La Ligue française des droits de l’Homme (LDH) organise ce vendredi soir à Lens, dans le Nord de la France, une grande conférence intitulée “L’assassinat de Maurice Audin, 57 ans de mensonge d’Etat”. Des artistes et des historiens se succéderont toute la soirée pour évoquer la mémoire de la guerre d’Algérie, en présence notamment de Josette Audin, veuve du mathématicien, et de Pierre Tartakowsky, président de la LDH.
“La Ligue des droits de l’Homme organise à Lens une manifestation pour rappeler que la République française persiste à ne pas répondre à la question : qu’est-il advenu de Maurice Audin depuis son arrestation le 11 juin 1957 à Alger par les parachutistes du général Massu ? Une disparition emblématique des milliers d’exécutions sommaires commises à l’époque de la guerre d’Algérie.”
Le communiqué de la LDH, enrichi de plusieurs articles de presse et prises de position de spécialistes, donne le ton : il s’agit de mettre l’Etat français sous pression pour qu’il reconnaisse “le crime d’Etat qu’a été l’assassinat de Maurice Audin, ainsi que la pratique de la torture et les violations massives des droits de l’homme par l’armée française durant la guerre d’Algérie”.
Maurice Audin, professeur de mathématiques de 25 ans et membre du Parti communiste algérien, n’a plus donné signe de vie depuis son arrestation à son domicile algérois le 11 juin 1957 par les parachutistes du Général Massu. Il fait partie des quelque 3 000 personnes, en grande majorité des Algériens, arrêtées et “portées disparues” pendant l’épisode de la « Bataille d’Alger” (de janvier à octobre 1957).
“Mais de quoi Maurice Audin est-il mort?”

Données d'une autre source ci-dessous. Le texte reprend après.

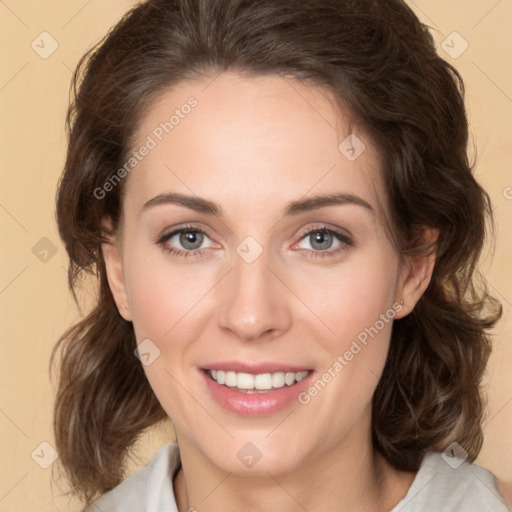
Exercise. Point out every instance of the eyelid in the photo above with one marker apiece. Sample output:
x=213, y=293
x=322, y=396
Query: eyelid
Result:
x=344, y=237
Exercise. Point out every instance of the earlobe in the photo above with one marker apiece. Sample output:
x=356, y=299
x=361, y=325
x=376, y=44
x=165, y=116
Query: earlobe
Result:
x=115, y=273
x=416, y=273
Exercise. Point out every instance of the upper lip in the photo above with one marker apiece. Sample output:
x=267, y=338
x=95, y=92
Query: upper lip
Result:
x=255, y=369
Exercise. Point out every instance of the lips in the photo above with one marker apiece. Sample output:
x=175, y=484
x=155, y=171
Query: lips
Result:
x=255, y=390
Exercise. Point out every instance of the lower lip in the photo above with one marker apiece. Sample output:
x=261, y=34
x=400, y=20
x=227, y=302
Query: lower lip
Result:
x=258, y=404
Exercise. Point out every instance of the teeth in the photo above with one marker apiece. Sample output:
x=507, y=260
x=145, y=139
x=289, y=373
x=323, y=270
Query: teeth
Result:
x=261, y=381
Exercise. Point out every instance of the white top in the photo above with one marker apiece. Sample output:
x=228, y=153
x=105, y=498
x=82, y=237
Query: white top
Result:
x=437, y=487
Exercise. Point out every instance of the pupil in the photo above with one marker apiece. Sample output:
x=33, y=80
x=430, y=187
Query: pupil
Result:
x=323, y=239
x=190, y=237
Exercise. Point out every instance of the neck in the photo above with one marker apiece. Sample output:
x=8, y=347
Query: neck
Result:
x=348, y=477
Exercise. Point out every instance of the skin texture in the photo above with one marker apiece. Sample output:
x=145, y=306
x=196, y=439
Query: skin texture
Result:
x=252, y=145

Le 18 juin dernier, à l’occasion de la remise du Prix Maurice Audin, créé en 2004 pour récompenser conjointement des mathématiciens originaires des deux rives de la Méditerrannée, le Président français François Hollande déclarait : “les documents et les témoignages dont nous disposons aujourd’hui sont suffisamment nombreux et concordants pour infirmer la thèse de l’évasion qui avait été avancée à l’époque. M.Audin ne s’est pas évadé, il est mort en détention.”
Cette déclaration constitue la première reconnaissance officielle d’un mensonge d’Etat véhiculé pendant 57 ans. Un geste historique mais insuffisant, selon Gilles Manceron. “Mais de quoi Maurice Audin est-il mort alors qu’il était détenu par les parachutistes?” interroge cet historien spécialiste du colonialisme français. “Là-dessus, il [M.Hollande] ne dit rien. […] Écarter la version de l’évasion revient à enfoncer une porte ouverte.”
“Connaître l’enchaînement des décisions qui ont conduit à un tel arbitraire et une telle violence”
Dans une contribution publiée le 24 juin, Gilles Manceron poursuit en citant “L’appel des 171 pour la reconnaissance de ce crime d’Etat et des violations massives des droits de l’Homme par l’Armée française durant la guerre d’Algérie”, lancé le 24 mars 2014 à Paris par la LDH, en collaboration avec les journaux Mediapart et L’Humanité. Le professeur réitère ainsi la demande formulée aux autorités françaises de mettre à disposition d’une commission d’historiens “toutes les archives concernées”, et demander officiellement aux autorités algériennes d’entreprendre “toutes les recherches nécessaires” pour retrouver le corps de Maurice Audin, vraisemblablement enterré dans une fosse commune en banlieue d’Alger, avec “des centaines d’Algériens torturés et tués eux aussi par l’Armée française”.
Le texte conclut en appelant à prendre du recul par rapport à l’histoire récente : “Elles [les autorités françaises] doivent permettre aux citoyens d’aujourd’hui de connaître l’enchaînement des décisions qui ont permis à cette époque que se déploient à Alger un tel arbitraire et une telle violence. […] Ce n’est pas seulement une question d’histoire, c’est un enjeu civique.”
“L’assassinat de Maurice Audin, 57 ans de mensonge d’Etat”, Colisée de Lens (12, rue de Paris), vendredi 19 septembre de 18h30 à 23h.